One of the most widely used technical indicators in stock trading is the Relative Strength Index or RSI. The RSI is used to gauge price action momentum through a line graph that moves in between overbought and oversold conditions. This was developed by J. Welles Wilder Jr. and was since adopted by many technical analysts as a primary means of evaluating strength in buying and selling momentum.
How to Read the RSI
Interpreting RSI information is straightforward and must always be analyzed in conjunction with the price. This allow traders to smoothen the area of value in the chart and validate any potential reversals.
The classic interpretation of RSI is that price is due for a trend reversal from an uptrend when it reaches 70 and is bound to reverse from a downtrend when it reaches 30. This however varies from different chart setups and must be validated by volume and other technical indicators as necessary.
For the most part, the RSI is used to generate buy or sell signals when it lines up alongside price action patterns on key levels.

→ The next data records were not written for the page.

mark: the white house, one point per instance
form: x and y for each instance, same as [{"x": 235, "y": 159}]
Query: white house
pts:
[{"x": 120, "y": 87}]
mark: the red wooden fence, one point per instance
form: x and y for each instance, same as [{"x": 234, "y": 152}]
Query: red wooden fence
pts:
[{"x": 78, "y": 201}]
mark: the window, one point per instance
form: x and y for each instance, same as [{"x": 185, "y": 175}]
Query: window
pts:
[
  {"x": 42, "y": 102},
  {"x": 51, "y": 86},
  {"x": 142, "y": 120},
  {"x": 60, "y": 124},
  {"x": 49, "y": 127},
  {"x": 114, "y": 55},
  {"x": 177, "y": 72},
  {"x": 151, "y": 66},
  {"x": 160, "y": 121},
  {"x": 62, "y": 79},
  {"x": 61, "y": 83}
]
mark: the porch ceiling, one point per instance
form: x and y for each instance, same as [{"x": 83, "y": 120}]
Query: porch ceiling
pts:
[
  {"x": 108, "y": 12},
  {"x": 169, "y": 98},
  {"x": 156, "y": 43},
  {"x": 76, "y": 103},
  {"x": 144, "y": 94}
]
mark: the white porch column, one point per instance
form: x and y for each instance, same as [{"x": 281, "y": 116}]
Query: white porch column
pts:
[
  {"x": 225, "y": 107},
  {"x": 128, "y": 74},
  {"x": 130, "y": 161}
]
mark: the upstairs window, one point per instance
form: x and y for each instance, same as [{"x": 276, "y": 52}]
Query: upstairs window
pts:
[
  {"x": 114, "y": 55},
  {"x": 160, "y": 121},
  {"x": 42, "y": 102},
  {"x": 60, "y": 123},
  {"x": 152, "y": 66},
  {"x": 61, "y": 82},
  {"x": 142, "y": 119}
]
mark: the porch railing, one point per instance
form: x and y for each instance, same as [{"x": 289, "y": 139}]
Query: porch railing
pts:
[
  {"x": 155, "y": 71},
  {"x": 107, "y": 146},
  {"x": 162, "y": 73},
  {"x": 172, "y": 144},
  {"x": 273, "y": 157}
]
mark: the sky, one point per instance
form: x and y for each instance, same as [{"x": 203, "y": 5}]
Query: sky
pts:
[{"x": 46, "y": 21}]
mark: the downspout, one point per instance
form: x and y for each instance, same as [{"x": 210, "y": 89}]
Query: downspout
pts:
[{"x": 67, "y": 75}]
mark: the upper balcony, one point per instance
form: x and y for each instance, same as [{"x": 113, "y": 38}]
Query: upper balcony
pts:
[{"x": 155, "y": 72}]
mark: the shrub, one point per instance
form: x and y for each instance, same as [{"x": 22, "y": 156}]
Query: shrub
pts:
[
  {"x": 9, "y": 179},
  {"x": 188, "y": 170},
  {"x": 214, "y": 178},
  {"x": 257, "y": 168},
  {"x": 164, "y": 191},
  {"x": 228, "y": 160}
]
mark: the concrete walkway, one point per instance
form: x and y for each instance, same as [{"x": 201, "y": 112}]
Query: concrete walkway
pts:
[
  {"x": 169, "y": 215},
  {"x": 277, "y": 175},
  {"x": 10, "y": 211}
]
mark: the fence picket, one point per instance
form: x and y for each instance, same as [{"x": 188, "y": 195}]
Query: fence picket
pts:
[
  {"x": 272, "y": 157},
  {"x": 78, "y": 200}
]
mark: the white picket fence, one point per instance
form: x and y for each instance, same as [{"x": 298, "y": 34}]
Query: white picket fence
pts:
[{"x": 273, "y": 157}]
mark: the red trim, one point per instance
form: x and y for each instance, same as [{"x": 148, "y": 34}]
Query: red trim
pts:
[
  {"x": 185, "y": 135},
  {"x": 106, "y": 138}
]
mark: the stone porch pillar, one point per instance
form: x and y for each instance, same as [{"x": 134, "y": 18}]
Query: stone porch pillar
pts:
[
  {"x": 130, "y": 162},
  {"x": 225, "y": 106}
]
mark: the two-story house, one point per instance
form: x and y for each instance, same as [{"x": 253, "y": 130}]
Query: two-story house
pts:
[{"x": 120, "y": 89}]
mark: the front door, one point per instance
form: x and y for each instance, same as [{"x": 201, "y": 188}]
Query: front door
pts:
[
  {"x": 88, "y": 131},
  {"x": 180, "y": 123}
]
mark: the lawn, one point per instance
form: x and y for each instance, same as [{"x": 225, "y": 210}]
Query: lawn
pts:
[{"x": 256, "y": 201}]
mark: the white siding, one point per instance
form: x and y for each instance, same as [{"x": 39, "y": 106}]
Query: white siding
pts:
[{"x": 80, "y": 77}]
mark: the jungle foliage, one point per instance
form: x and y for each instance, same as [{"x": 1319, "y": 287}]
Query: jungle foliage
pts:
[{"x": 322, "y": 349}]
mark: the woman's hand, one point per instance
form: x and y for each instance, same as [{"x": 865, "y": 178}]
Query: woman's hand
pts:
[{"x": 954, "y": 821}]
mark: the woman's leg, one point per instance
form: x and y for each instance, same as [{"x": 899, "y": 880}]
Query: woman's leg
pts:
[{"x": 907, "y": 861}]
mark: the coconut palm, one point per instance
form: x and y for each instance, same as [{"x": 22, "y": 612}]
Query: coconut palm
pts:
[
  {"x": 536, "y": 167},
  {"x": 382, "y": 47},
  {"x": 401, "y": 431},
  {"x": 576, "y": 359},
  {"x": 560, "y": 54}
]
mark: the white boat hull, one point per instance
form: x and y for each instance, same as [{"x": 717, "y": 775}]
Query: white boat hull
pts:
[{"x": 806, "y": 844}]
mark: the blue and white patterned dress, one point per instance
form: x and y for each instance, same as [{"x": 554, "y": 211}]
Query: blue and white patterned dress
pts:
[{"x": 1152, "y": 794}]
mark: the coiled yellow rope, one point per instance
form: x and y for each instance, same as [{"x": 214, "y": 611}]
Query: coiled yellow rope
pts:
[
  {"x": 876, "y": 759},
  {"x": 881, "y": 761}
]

We'll outline some of these signals later to illustrate it better.
It is important to note that the RSI can stay for extended periods of time in the Overbought level during a strong uptrend and can stay for prolonged periods in the Oversold level during a downtrend.
Key RSI Levels:
RSI below 30
RSI moving below 30 is a bearish signal. This is indicative of heavy selling pressure which is translated as a breakdown in price. However, it can also be used as a bounce signal as price usually makes a brief bounce when RSI moves between 20-30 (given that the stock is not plagued with any fundamental risk).
RSI above 50
RSI above 50 is a bullish signal. Cases wherein RSI is moving past 50 is indicative of increasing buying pressure. Price usually pivots from a consolidation and is setting up for a momentum move. Usually, RSI will encounter selling pressure as it nears RSI 70 and a pullback or consolidation takes place.
RSI above 70
RSI moving above 70 is indicative of strong buying pressure. In most cases, when RSI breaks out above 70, a parabolic spike in price happens. This is a case to case basis per stock but strong parabolic rallies will reach RSI 80-90 before profit taking ensues.
Examples of How to Use RSI in Trading
1. Plotting divergences
Bullish and bearish divergences are formed when there is a divergence between the price and the RSI. This is a classic reversal formation that have been consistently used to determine potential market reversals.
A Divergence can be simply illustrated when the stock price is moving in the opposite direction of an oscillator (usually the RSI). This means that the strength in buying or selling is weakening and the price will likely shift in trend.
a. Bullish Divergence
A Bullish Divergence is illustrated in the chart when the RSI starts to make a new higher low while the price of the stock is establishing a new lower low. This signifies weakening selling pressure that might result to an uptrend shift.
b. Bearish Divergence
A Bearish Divergence is illustrated in the chart when the RSI starts to make a new lower high while the price of the stock is establishing a new higher high. This signifies weakening buying pressure that might result to a downtrend shift.
2. Gauging price REVERSAL POINTS
When plotting possible reversal points, gauging the right support and resistance levels maybe tricky. When buying or selling pressure are strong, most support and resistance levels will not hold. This is when the RSI can be an effective tool in augmenting chart analysis. As RSI hits 30 and below the oversold area, chances of a price bounce increases. Inversely, when RSI hits 70 and above the overbought area, a chance for a price rejection increases.
The price chart above is a perfect example of how price swings respond to key RSI levels. Notice that price peaks and pulls back when RSI hits 70 and bounces when it hits 30. This is especially useful to generate swing plays wherein a specific entry and exit point is needed.
3. Assessing strength of buying and selling
Volume validates price action. RSI confirms this when a spike up in buying volume occurs when RSI is above 50 - 70 or when a spike in selling volume happens when RSI is at 30.
When volume, RSI and price action signals all agree, this means that the move is strong and that the trader needs to put more weight on the signal.
a. RSI movement during price breakdown
To validate breakdown and capitulation patterns RSI should be moving below 20 - 30 paired with increasing volume.
As seen in the chart below, price breaks down below support paired with RSI diving below 30 with a spike up in volume. This is indicative of a capitulation or a downtrend move.
b. RSI movement during price breakout
To validate momentum and breakout patterns RSI should be moving above 60 - 70 paired with increasing volume.
As seen in the chart below, price breaks out above resistance paired with the RSI moving above 50 and reaching 70 with a spike up in volume. This is indicative of a momentum or uptrend move.